Kraków: Policja odnalazła ciało 30-latka
Straż pożarna w Krakowie odnalazła w Wiśle ciało mężczyzny w wieku ok. 30 lat. Zwłoki znalezione w pobliżu stopnia Dąbie zostały już wyłowione przez strażaków. - Prawdopodobnie należy do Piotra Kijanki, ale nie ma 100 proc. pewności - mówi Wirtualnej Polsce Sebastian Gleń, rzecznik prasowy policji w Krakowie.
Służby ratownicze prowadzą akcję w rejonie rzeki. - Na pierwszy rzut oka można powiedzieć, że zwłoki znajdowały się w wodzie dłuższy czas. To nie jest osoba, która wpadła do Wisły niedawno. Trwają działania mające na celu potwierdzenie tożsamości tej osoby. Na miejscu jest też prokurator - mówi dla WP Sebastian Gleń, rzecznik prasowy policji w Krakowie.
Jak informuje będący na miejscu publicysta WP Marcin Makowski, ciało mężczyzny zostało już wyłowione. Straż pożarna wydobyła i wyniosła zwłoki w czarnym worku.
Informacje potwierdza Gleń. - W obecnej chwili trwają oględziny prokuratora. Następnie ciało zostanie przekazane do prosektorium. Prawdopodobnie należy do Piotra Kijanki, ale nie ma 100 proc. pewności - wyjaśnia. - Na samym początku identyfikację zwłok przeprowadzi żona zaginionego. Z racji pory roku stopień rozkładu ciała nie był na tyle znaczny, by uniemożliwić jego rozpoznanie - dodaje.
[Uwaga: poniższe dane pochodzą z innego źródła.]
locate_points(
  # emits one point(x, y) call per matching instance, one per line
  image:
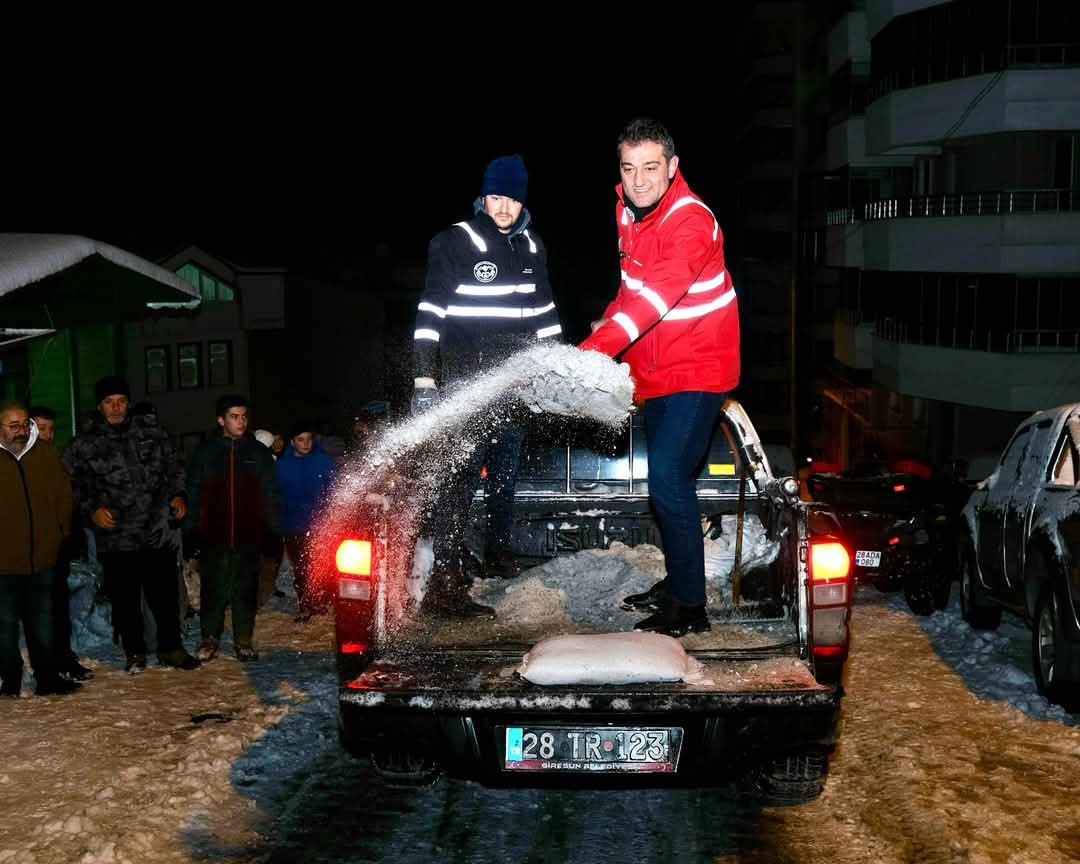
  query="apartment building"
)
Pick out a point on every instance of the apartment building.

Pod koniec stycznia nurkowie prowadzili działania w rejonie stopnia wodnego Dąbie. Poszukiwano tam zaginionego krakowianina Piotra Kijankę. Mężczyzna był widziany w tamtym rejonie 6 stycznia. Od tamtego czasu nie wiadomo co się z nim dzieje. Dzięki nagraniom z monitoringu udało się ustalić trasę, jaką pokonał poszukiwany 34-latek.
Kijanka 6 stycznia świętował wraz z przyjaciółmi urodziny swojej żony, w restauracji na krakowskim Kazimierzu. Z lokalu wyszedł ok. godz. 23.30 i udał się w kierunku domu. Do przejścia miał dwa kilometry, jednak tam nie dotarł.